Perhaps this image is caught up in imperial bluster: a misguided nostalgia for a deeply flawed past. The rise in racial animosity since the referendum would lend credence to this view; indeed, Islamist extremism and far-right terrorism have been operating as two sides of the same coin for several years. But even so, that does nothing to support the notion that spitting on these people will do anything to restore their faith in the democratic process. It does nothing to suggest that condemning populist fervor will put an end to it.
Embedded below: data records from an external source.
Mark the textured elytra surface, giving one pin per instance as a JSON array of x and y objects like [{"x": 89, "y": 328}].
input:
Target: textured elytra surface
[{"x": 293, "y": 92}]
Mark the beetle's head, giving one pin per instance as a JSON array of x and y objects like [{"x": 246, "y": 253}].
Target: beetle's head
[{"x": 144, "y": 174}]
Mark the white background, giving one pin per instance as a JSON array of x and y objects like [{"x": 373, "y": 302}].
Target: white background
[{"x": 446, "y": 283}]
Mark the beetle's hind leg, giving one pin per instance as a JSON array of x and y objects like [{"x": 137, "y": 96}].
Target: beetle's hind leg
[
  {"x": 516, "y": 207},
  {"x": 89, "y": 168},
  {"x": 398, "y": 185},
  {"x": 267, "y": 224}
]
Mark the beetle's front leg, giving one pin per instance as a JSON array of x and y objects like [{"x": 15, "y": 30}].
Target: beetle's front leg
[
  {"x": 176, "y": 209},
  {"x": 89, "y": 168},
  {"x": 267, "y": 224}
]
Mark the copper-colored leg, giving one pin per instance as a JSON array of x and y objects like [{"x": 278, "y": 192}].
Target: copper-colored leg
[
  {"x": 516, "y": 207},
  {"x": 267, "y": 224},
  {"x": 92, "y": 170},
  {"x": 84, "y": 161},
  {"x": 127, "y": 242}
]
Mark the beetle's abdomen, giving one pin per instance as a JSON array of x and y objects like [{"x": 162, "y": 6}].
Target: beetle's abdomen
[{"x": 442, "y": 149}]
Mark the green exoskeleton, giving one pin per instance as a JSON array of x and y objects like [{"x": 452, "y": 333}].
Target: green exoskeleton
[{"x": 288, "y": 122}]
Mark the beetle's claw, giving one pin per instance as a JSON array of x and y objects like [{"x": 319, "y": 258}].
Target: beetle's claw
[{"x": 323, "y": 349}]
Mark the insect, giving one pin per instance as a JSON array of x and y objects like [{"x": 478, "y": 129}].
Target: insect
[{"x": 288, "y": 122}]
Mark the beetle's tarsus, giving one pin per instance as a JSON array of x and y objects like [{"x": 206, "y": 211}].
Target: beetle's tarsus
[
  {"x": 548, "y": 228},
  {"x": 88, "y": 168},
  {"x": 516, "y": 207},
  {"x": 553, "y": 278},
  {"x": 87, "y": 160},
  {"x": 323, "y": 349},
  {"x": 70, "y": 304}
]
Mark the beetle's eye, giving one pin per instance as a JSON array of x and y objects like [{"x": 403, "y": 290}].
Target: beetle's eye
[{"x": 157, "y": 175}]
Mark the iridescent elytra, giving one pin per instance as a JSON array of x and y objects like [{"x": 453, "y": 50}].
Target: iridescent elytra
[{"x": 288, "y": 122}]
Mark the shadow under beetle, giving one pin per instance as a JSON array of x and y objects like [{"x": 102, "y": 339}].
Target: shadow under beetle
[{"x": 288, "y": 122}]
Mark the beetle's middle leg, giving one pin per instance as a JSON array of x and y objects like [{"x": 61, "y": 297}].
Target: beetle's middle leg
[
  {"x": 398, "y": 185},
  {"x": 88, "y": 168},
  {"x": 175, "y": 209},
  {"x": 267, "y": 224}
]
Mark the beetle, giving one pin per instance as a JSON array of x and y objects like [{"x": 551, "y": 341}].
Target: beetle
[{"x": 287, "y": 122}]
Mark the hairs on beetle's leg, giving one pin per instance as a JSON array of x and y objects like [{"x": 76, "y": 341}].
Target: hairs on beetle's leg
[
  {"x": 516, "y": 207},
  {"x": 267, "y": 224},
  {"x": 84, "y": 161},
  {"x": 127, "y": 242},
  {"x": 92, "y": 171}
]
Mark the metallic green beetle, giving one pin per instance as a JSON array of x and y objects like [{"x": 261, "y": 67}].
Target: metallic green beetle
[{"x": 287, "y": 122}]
I have significant problems with the EU, but my personal wish was always to remain. I believe that my country should be in the room when decisions are made that will affect the continent’s future; and although I remain skeptical of attempts to bring the European nations into ever closer union, I cannot help but believe that the EU has and will continue to be a force for good in the world.

Yet this belief does not convince me that the blame lies squarely on the shoulders of Nigel Farage, Boris Johnson, and other prominent Leave campaigners. Rather, it convinces me that the multilateral message requires serious revitalization; that, to make a squeamish comparison with the United States’ political moment, liberals must listen to the concerns of people in all parts of the country.

It should be possible to talk across ideological lines without being labelled a traitor. It should be possible to make a case against open borders without being labelled a xenophobe. And when the Dalai Lama states that mass migration into Europe is unsustainable in the long term, it should be possible to ask why certain words can come from one mouth and not another.

Most of all, it is necessary to set out a positive vision for liberal democracy: one that can speak to people’s distrust of the so-called establishment. This will not be accomplished by patronizing Leave voters; it requires a serious consideration of those who feel left behind by the process of globalization.

Sahil Handa ’21, a Crimson Editorial editor, is a Social Studies and Philosophy concentrator in Cabot House. His column appears on alternate Wednesdays.